Шумилов на минуту задумался над услышанным. Он считал, что Епифанова только что сообщила ему чрезвычайно ценные сведения, возможно, даже сама того не понимая.

– Но физический недостаток Соковникова не мешал, однако же, большинству его знакомых пользоваться его щедростью и гостеприимством.

Надежда Аркадиевна, видимо, заподозрила в словах Шумилова упрёк, потому что ответила с неожиданным раздражением:

– Что ж вы хотите, у него было много денег. А у людей творческих – которые, заметьте! – ничуть не ниже его умом и талантом, всегда с деньгами туго. И что тут такого, если Николай Назарович оказывал помощь? Сам Господь велел делиться!

– Ну да, разумеется, – примирительно кивнул Алексей, – И как же Николай Назарович воспринял ваш отказ?
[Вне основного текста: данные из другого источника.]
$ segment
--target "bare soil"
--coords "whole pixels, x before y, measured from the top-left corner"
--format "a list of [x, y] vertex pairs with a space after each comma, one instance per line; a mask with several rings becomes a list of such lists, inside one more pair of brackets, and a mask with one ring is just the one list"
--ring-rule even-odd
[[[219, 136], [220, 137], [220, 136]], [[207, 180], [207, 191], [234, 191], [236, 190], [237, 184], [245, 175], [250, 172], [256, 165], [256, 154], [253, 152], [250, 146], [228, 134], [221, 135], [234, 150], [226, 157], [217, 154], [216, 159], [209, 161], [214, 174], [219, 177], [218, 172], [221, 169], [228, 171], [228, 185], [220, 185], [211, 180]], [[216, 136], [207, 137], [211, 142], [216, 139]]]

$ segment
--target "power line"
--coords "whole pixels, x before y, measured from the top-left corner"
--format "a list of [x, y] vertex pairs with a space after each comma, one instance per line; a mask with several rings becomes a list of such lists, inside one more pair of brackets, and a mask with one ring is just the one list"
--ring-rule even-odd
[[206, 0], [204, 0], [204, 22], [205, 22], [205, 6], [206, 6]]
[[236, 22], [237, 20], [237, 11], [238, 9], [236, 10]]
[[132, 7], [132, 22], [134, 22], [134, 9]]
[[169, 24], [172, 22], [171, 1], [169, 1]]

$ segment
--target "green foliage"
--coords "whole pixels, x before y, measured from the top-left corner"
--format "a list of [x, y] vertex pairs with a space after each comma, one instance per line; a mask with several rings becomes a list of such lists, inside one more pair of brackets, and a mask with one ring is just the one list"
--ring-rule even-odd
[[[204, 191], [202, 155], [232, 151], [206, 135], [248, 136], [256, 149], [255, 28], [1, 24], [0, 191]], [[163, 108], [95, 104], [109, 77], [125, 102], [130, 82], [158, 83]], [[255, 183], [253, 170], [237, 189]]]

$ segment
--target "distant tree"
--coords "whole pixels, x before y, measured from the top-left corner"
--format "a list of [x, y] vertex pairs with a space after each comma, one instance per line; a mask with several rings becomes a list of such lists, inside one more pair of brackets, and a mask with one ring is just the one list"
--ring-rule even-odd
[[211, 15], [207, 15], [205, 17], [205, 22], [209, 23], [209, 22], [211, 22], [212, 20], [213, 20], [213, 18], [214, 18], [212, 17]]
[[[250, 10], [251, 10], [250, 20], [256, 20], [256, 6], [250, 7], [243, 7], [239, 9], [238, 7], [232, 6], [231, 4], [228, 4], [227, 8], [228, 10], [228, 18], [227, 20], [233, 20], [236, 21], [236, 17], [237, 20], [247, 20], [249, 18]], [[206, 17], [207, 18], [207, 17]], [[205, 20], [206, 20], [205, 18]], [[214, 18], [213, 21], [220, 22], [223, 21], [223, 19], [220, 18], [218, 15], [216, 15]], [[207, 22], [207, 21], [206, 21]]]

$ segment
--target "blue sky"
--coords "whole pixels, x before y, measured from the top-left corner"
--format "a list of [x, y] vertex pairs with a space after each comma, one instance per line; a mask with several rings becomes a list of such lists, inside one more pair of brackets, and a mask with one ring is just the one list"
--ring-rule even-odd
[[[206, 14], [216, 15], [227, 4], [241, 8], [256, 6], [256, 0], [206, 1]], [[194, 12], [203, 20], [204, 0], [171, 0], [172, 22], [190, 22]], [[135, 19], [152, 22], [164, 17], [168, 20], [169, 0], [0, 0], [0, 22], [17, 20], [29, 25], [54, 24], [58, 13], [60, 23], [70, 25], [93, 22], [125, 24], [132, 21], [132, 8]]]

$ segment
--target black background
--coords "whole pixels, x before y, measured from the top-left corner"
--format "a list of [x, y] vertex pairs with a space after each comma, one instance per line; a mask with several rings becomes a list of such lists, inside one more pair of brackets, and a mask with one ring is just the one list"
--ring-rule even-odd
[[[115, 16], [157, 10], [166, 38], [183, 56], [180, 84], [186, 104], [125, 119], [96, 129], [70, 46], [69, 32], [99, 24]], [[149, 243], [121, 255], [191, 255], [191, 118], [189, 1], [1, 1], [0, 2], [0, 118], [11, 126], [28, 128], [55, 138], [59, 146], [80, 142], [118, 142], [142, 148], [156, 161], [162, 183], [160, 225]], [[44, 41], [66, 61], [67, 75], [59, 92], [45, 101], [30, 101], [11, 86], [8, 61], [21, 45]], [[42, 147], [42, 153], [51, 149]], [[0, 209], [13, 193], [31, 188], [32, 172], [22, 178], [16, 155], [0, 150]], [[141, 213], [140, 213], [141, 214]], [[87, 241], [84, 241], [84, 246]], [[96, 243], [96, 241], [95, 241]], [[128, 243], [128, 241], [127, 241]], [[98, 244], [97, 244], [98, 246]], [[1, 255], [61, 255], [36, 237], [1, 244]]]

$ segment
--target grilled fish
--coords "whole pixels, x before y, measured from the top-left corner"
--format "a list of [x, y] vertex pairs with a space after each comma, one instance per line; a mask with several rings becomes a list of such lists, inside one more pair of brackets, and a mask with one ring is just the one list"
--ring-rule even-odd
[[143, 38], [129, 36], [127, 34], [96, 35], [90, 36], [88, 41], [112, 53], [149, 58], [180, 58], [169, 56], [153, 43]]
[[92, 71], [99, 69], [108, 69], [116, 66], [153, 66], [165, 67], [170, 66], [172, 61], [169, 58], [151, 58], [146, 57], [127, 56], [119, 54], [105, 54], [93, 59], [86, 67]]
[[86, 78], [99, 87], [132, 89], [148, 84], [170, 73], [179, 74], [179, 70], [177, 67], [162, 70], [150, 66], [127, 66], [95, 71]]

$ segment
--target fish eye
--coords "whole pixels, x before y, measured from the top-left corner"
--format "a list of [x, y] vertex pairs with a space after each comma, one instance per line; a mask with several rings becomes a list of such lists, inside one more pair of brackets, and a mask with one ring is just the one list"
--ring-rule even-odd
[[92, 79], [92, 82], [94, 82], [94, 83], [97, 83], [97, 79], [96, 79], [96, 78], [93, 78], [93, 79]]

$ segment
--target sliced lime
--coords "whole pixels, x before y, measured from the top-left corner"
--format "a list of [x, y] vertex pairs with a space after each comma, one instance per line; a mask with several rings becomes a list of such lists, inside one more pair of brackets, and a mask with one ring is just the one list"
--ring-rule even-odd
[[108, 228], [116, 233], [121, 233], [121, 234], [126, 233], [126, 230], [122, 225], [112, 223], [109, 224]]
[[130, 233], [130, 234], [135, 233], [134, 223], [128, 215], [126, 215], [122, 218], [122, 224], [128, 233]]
– Да никак особенно. Стреляться не стал, в петлю не полез, если вы об этом… Мне показалось, что он даже ожидал его, точнее, мало надеялся, что я приму предложение. Улыбнулся, поклонился, даже ножкой пришаркнул – это он так любил пошутить. Но с той поры и наше общение, и вечеринки в его доме и на даче постепенно пошли на убыль. А потом, когда он на Валаам уехал, и вовсе прекратились. Когда он вернулся, мы встречались время от времени по особому поводу. Он присылал поздравления на именины, на Рождество и Пасху, я приезжала с визитом. Я ему неизменно присылала приглашения на спектакли, на бенефис – обязательно. Но он бывал всё реже. Иногда просто пришлёт корзину цветов вместо себя – и всё.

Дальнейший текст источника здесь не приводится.